The unicorn is one of the most ancient mythological beasts.  Althoug in modern times it is most often depicted as an ethereal white horse, it has been variously described as an antelope, sheep, goat, or as a composite creature akin to a griffin or sphinx. Then, as later, the unicorn was a symbol of power and virility.

The oldest description of a unicorn occurs in the Epic of Gilgamesh, and in Mesopotamian art it is depicted a a great beast with a ringed neck and long, curving horn.  The earliest mention of the unicorn in the West comes from a Greek account of a fearsome beast with a red head and blue eyes; it's horn is ascribed the properties later given to the bezoar stone: protection against poisons and disease.
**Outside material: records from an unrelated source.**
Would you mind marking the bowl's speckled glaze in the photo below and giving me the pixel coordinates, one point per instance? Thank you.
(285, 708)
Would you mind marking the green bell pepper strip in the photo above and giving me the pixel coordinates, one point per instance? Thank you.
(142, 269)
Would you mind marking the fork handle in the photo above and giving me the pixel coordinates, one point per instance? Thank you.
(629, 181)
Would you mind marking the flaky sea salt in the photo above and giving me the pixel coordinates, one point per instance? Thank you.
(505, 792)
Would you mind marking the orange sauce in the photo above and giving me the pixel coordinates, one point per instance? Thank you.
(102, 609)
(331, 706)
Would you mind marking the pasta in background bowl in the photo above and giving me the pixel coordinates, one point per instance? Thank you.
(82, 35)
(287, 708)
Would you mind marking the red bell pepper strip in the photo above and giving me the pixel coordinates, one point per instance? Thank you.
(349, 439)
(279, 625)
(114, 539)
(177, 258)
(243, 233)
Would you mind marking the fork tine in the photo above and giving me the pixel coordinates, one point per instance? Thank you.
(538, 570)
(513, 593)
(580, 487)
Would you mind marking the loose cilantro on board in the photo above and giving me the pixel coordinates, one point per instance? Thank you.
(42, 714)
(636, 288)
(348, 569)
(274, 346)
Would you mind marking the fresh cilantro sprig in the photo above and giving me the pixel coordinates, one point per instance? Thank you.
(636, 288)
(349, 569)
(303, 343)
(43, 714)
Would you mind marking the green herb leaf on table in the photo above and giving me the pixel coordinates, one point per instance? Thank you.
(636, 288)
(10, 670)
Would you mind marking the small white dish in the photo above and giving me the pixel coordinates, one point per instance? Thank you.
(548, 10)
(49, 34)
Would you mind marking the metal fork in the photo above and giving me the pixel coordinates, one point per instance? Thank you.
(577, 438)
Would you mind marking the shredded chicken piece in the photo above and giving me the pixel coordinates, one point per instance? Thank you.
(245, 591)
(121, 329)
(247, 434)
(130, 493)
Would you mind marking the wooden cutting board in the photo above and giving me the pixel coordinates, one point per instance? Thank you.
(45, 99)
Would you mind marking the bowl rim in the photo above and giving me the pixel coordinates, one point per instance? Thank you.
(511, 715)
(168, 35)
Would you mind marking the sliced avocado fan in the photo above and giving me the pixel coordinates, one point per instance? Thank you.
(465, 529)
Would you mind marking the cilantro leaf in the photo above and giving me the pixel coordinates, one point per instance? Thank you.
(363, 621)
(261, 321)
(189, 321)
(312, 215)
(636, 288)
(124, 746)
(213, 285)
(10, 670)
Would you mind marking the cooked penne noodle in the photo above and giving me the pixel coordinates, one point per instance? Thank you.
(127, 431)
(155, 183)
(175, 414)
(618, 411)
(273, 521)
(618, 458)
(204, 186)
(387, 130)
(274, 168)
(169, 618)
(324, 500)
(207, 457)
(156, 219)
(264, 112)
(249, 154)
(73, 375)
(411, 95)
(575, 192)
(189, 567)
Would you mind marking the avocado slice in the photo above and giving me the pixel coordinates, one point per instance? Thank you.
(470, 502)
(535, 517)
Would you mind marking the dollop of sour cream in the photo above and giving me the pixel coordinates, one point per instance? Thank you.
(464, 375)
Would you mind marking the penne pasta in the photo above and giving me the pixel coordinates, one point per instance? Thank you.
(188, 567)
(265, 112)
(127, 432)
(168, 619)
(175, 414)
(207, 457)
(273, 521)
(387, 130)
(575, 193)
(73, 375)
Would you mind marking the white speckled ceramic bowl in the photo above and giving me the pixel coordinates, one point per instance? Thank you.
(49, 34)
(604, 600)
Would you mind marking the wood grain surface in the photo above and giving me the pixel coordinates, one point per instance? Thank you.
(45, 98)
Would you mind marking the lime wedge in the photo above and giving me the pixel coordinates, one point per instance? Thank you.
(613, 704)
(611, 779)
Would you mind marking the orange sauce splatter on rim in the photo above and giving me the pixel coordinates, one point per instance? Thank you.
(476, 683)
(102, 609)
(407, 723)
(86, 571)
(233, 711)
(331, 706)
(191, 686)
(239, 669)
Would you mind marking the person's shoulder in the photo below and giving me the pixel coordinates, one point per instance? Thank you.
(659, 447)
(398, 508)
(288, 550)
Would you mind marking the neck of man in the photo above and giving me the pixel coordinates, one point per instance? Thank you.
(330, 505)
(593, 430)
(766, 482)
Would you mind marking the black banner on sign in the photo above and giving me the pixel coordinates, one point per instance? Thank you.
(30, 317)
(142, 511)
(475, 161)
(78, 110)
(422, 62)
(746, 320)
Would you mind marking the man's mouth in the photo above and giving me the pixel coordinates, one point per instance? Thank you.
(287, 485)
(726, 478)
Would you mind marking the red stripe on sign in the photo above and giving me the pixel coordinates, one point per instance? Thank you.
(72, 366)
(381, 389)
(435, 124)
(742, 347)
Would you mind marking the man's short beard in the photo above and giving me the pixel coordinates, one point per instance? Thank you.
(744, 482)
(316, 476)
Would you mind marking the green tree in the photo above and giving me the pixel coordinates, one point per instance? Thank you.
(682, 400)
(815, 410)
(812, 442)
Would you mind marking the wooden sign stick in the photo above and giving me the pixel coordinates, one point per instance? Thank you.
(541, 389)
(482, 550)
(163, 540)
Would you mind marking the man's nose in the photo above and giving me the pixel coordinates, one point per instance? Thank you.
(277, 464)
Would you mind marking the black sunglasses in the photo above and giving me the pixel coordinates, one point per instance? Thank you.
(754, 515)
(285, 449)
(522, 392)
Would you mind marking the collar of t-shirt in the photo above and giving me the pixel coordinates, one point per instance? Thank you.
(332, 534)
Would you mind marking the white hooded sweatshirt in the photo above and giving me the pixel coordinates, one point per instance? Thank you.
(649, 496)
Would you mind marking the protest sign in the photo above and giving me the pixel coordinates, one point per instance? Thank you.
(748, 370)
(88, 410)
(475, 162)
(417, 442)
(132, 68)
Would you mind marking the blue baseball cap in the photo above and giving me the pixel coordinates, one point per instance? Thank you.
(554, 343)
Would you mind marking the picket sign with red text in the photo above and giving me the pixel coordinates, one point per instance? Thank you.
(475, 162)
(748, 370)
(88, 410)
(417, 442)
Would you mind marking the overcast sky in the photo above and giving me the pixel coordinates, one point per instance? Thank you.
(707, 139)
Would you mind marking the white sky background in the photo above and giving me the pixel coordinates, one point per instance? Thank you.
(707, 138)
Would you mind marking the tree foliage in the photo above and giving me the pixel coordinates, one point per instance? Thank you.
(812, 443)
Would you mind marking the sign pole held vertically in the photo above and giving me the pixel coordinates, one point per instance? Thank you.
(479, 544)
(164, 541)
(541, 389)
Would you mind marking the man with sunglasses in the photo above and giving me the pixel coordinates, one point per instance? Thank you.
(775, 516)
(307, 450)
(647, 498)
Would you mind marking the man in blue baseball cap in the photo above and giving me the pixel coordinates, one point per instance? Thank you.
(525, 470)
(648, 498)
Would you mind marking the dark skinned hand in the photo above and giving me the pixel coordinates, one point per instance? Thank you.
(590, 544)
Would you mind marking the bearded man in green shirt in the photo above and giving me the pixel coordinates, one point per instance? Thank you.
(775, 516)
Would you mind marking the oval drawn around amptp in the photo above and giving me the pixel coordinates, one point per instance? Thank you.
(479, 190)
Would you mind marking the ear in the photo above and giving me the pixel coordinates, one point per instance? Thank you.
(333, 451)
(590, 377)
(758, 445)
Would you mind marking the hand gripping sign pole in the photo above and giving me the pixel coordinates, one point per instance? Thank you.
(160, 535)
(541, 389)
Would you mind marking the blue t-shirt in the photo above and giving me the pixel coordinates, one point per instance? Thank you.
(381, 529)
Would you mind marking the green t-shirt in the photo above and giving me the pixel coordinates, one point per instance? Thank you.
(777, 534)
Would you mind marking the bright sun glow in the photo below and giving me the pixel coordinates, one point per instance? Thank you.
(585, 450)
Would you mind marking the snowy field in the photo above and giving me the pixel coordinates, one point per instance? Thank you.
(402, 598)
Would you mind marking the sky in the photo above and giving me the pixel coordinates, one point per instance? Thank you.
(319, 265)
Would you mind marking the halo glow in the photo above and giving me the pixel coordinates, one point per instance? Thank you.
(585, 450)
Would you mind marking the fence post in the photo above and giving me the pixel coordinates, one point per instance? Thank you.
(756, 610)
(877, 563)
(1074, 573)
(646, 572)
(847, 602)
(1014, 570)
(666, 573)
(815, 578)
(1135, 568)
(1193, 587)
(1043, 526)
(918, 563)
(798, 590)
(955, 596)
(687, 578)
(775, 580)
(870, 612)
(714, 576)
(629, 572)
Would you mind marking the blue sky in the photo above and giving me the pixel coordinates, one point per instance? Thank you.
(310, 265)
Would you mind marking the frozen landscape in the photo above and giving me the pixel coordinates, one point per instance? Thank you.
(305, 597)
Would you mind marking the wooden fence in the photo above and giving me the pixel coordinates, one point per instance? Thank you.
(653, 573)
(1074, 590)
Later, Ariostotle was to describe the unicorn as a type of antelope.

While the Indian creature was almost certainly a fancifully described Rhinocerous, scholars today believe the Mesopotmian creature to have been a giant aurochs (a now extinct species of buffalo). It is this beast which is described in Old Testament accounts, and probably identical to the mythical 'Bull' of Ninevah. A mistranslation of the name (Re'em, 'horned') led to the legend of the one-horned beast, to which the strengh of God is compared. Jewish legend linked the unicorn to the lion, describing them as fierce enemies, an image carried over in heraldic art.

In the middle ages, the unicorn was described as a small, goat-like creature who was nonetheless very fierce, and whose capture could only be accomplished by a virgin, whose virtue attracted the beast. Although many of these stories tended to be quite adult oriented, the obvious parallels to the legend of Christ and his virginal mother, the virgin who was chjosen as the only suitable vessel to contain the incarnation of God.